Sam Howell and the North Carolina offense responded swiftly. A 41-yard pass down to the Notre Dame six yard line set up a three-yard rushing touchdown to tie the score at seven. After a Notre Dame field goal made it 10-7 Irish, North Carolina drove for nearly seven minutes. Isaiah Foskey sacked Howell on third and goal, and the defense held the Tar Heels to a field goal, once again returning the game to a stalemate.
Notre Dame then responded with a quick two-minute drive culminating in a 21-yard touchdown pass to Kevin Austin Jr. The defense then held North Carolina to a field goal and took a 17-13 lead into the half.
North Carolina’s start to the second half showed they would not go down easily. After driving to midfield, running back Ty Chandler torched the Irish defense for a 53-yard touchdown run to take a 20-17 lead. This play was rather baffling for the Irish, who failed to get a hand on Chandler at any point during the play.

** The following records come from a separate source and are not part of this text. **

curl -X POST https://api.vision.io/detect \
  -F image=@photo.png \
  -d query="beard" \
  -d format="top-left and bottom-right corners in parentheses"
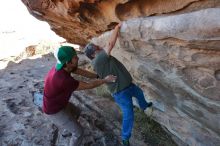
top-left (71, 65), bottom-right (78, 72)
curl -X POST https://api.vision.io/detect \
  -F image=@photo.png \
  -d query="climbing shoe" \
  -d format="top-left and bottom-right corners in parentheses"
top-left (122, 140), bottom-right (130, 146)
top-left (147, 102), bottom-right (153, 108)
top-left (144, 102), bottom-right (153, 117)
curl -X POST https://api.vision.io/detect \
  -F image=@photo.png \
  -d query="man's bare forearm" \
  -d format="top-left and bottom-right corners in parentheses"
top-left (106, 24), bottom-right (121, 55)
top-left (76, 79), bottom-right (107, 90)
top-left (73, 68), bottom-right (97, 79)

It was up to the Notre Dame offense to respond, and they did so swiftly. In only three plays, the Irish found the endzone and reclaimed a 24-20 lead. The most surprising play of the drive was the touchdown in which Coan, a quarterback not known for his running ability, escaped the pocket and ran 21 yards for the score. This was Coan’s longest run of the season, and one of his only two rushing touchdowns of the year.
The Irish defense found its feet again, forcing a quick three and out. Notre Dame capitalized on this with an 11 play, 81-yard touchdown drive that widened the lead to two scores, 31-20. However, this cushion did not last long, as North Carolina responded with a touchdown drive of their own to cut the lead to four. The drive concluded with another head-scratching play for the Irish defense. North Carolina ran a fake screen pass that froze both cornerbacks near the line of scrimmage, allowing UNC wide receiver Antoine Green to slip behind and run an unchallenged vertical where Howell found him wide open for the score.
The best play of the game, and possibly one of the best of Notre Dame’s season, came two possessions later. The score held at 31-27, and the Irish took over at their own nine yard line. On the first play from scrimmage, running back Kyren Williams dashed 91 yards for an Irish touchdown. The play call was not flashy: a handoff from the shotgun formation. Williams immediately had Tar Heels on him as he attempted to run right, and one made contact with him six yards behind the line of scrimmage. He shrugged the defender off and ran left, stiff arming another Tar Heel defender to gain the edge. From there, Williams showcased his breakaway speed as he raced to the end zone with four defenders in pursuit. Williams was untouchable, and this highlight reel play gave the Irish a 38-27 lead.
An interception by DJ Brown on the very next play seemed to seal the win. However, the Irish were forced to settle for a field goal on the ensuing possession. Afterwards, North Carolina scored a touchdown on another poor defensive play by the Irish that let quarterback Sam Howell scramble 31 yards for the score.
With the lead cut to 41-34, the Irish offense needed to respond. They did so with a 13-play drive that ate up nearly six minutes of clock and led to a field goal, giving the Irish another two possession lead. The defense saw the final few plays out, and the Irish won 44-34.
While this was not the marquee matchup it was billed at the start of the season, it still was an entertaining game with much scoring and highlight reel plays. The defense made some head-scratching mistakes, but they stopped when needed, and the offense fired on all cylinders to catapult the Irish to a record of 7-1.